Zane’s contention that we need more education does not hold water from my experience. How many people do not know it is wrong to drink and drive and that they are risking other lives and their own? We do not need Erik Estrada on a billboard. Treatment feels good, but treatment only works in the long run when the person decides to change. Make those that still choose to drink and drive in this community, after all of these tragedies, pay the direct costs for their decisions: Boot their car, seize the car for multiple offenders and make the rest have an interlock on the car they are arrested in. Zane, we do not need it on every car, let’s start with the ones who decide to drink and drive.
Sanctions & Solutions
After reading your excellent article about the Lovato tragedy, a couple of things leap out at me. First, why do violent men, men with a history of domestic violence, get to be security guards (or cops, for that matter) and carry guns?
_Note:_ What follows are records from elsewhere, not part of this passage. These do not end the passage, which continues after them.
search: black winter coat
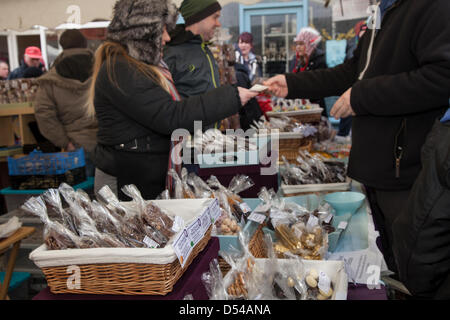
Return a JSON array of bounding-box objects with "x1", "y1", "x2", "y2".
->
[
  {"x1": 8, "y1": 61, "x2": 45, "y2": 80},
  {"x1": 392, "y1": 120, "x2": 450, "y2": 299},
  {"x1": 94, "y1": 57, "x2": 241, "y2": 200},
  {"x1": 284, "y1": 0, "x2": 450, "y2": 190}
]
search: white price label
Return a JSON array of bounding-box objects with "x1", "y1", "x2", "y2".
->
[
  {"x1": 248, "y1": 212, "x2": 266, "y2": 224},
  {"x1": 318, "y1": 271, "x2": 331, "y2": 294},
  {"x1": 239, "y1": 202, "x2": 252, "y2": 214},
  {"x1": 270, "y1": 209, "x2": 288, "y2": 220},
  {"x1": 323, "y1": 213, "x2": 333, "y2": 224},
  {"x1": 337, "y1": 221, "x2": 348, "y2": 230},
  {"x1": 306, "y1": 215, "x2": 319, "y2": 230},
  {"x1": 143, "y1": 236, "x2": 160, "y2": 249},
  {"x1": 186, "y1": 218, "x2": 204, "y2": 248},
  {"x1": 200, "y1": 207, "x2": 212, "y2": 235},
  {"x1": 171, "y1": 215, "x2": 185, "y2": 233},
  {"x1": 172, "y1": 229, "x2": 193, "y2": 268},
  {"x1": 209, "y1": 198, "x2": 221, "y2": 222}
]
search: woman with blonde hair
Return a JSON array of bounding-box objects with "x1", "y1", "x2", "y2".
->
[{"x1": 90, "y1": 0, "x2": 257, "y2": 200}]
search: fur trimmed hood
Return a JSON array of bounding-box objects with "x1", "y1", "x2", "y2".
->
[
  {"x1": 37, "y1": 48, "x2": 93, "y2": 90},
  {"x1": 107, "y1": 0, "x2": 179, "y2": 65}
]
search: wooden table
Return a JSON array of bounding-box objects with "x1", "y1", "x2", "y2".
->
[{"x1": 0, "y1": 226, "x2": 35, "y2": 300}]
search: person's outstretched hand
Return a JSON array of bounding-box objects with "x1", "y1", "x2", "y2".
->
[
  {"x1": 263, "y1": 75, "x2": 288, "y2": 98},
  {"x1": 238, "y1": 87, "x2": 259, "y2": 106},
  {"x1": 330, "y1": 88, "x2": 356, "y2": 120}
]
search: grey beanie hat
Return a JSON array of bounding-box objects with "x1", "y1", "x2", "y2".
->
[{"x1": 107, "y1": 0, "x2": 178, "y2": 65}]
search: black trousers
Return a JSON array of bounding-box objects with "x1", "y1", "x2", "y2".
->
[
  {"x1": 364, "y1": 186, "x2": 411, "y2": 274},
  {"x1": 113, "y1": 149, "x2": 169, "y2": 201}
]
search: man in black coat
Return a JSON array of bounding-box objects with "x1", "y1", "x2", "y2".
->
[
  {"x1": 392, "y1": 108, "x2": 450, "y2": 299},
  {"x1": 264, "y1": 0, "x2": 450, "y2": 274}
]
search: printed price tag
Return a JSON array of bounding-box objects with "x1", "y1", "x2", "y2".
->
[
  {"x1": 248, "y1": 212, "x2": 266, "y2": 224},
  {"x1": 323, "y1": 213, "x2": 333, "y2": 224},
  {"x1": 171, "y1": 215, "x2": 185, "y2": 233},
  {"x1": 239, "y1": 202, "x2": 252, "y2": 214},
  {"x1": 270, "y1": 209, "x2": 287, "y2": 220},
  {"x1": 172, "y1": 229, "x2": 193, "y2": 268},
  {"x1": 337, "y1": 221, "x2": 348, "y2": 230},
  {"x1": 306, "y1": 215, "x2": 319, "y2": 230},
  {"x1": 186, "y1": 218, "x2": 204, "y2": 248},
  {"x1": 143, "y1": 236, "x2": 160, "y2": 249},
  {"x1": 200, "y1": 207, "x2": 212, "y2": 235},
  {"x1": 318, "y1": 271, "x2": 331, "y2": 294},
  {"x1": 209, "y1": 198, "x2": 221, "y2": 223}
]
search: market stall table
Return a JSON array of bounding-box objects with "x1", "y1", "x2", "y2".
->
[
  {"x1": 33, "y1": 237, "x2": 220, "y2": 300},
  {"x1": 0, "y1": 226, "x2": 35, "y2": 300}
]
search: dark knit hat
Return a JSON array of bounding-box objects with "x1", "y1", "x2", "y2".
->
[
  {"x1": 179, "y1": 0, "x2": 221, "y2": 27},
  {"x1": 107, "y1": 0, "x2": 178, "y2": 65},
  {"x1": 59, "y1": 29, "x2": 87, "y2": 50}
]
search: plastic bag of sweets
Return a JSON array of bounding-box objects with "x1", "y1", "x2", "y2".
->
[
  {"x1": 42, "y1": 188, "x2": 79, "y2": 236},
  {"x1": 59, "y1": 184, "x2": 124, "y2": 248},
  {"x1": 186, "y1": 172, "x2": 213, "y2": 199},
  {"x1": 121, "y1": 184, "x2": 174, "y2": 243},
  {"x1": 22, "y1": 196, "x2": 82, "y2": 250},
  {"x1": 201, "y1": 259, "x2": 228, "y2": 300}
]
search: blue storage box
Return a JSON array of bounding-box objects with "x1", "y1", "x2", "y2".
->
[
  {"x1": 8, "y1": 148, "x2": 85, "y2": 176},
  {"x1": 7, "y1": 149, "x2": 86, "y2": 190}
]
Second, when is our culture going to take seriously how we socialize boys? As long as boys (and girls, for that matter) are encouraged to emulate the violence presented as “entertainment” and a model for how
people solve problems, we are going to have many more tragedies like this.
Pigment is a relatively new band and is just beginning to get some recognition in this town. Its music is mostly a live experience, and a relationship between the audience and the band is what its shows are about. I have seen the band go through many different incarnations and grow in leaps and bounds from the first “jam sessions.” I believe that Pigment will continue to grow and continue to share its unique form of music with its audience. While the Pigment sound may not be for everyone, there are plenty of folks here in Santa Fe who love what the band does.
More Nice THings
I wholeheartedly agree with Chris Diestler’s letter regarding the work of Alex De Vore. De Vore knows nothing about music and is an awful writer. It is a shame, then, that you would employ him as your music writer.
My antipathy towards De Bore’s creative output can be traced back to the fan letter he wrote to Alex Maryol. Since then, his writing has evolved to the level of a chimp wearing diapers but still throwing his shit at the wall.
Send Rob Brezsny and Dan Savage more money. They are the only reasons to read your putrid forum for “Weekly News and Culture.”
I was disappointed by the Reporter’s lack of objectivity in publishing the interview with Joni Arends. Ms. Arends implies that Los Alamos National Laboratory is a collection of indifferent individuals [who] care nothing for the environment. If this is so, why did paper recycling bins appear under everyone’s desk as soon as they became available at LANL years ago? Those of us who work at LANL are community members too, and we do care, but unfortunately, without knowledge, the public makes judgements based on fear.
For example, how many know that the Environmental Protection Agency’s limit for radioactive air emissions is more than 30 times less than the background radiation we are all exposed to here at 7,000 feet and that LANL emits only a very small fraction of that limit? In my job, I’m involved in safety and environmental protection every day. Yes, there were errors in the past, but a more balanced journalistic perspective could help build understanding and partnership in our community.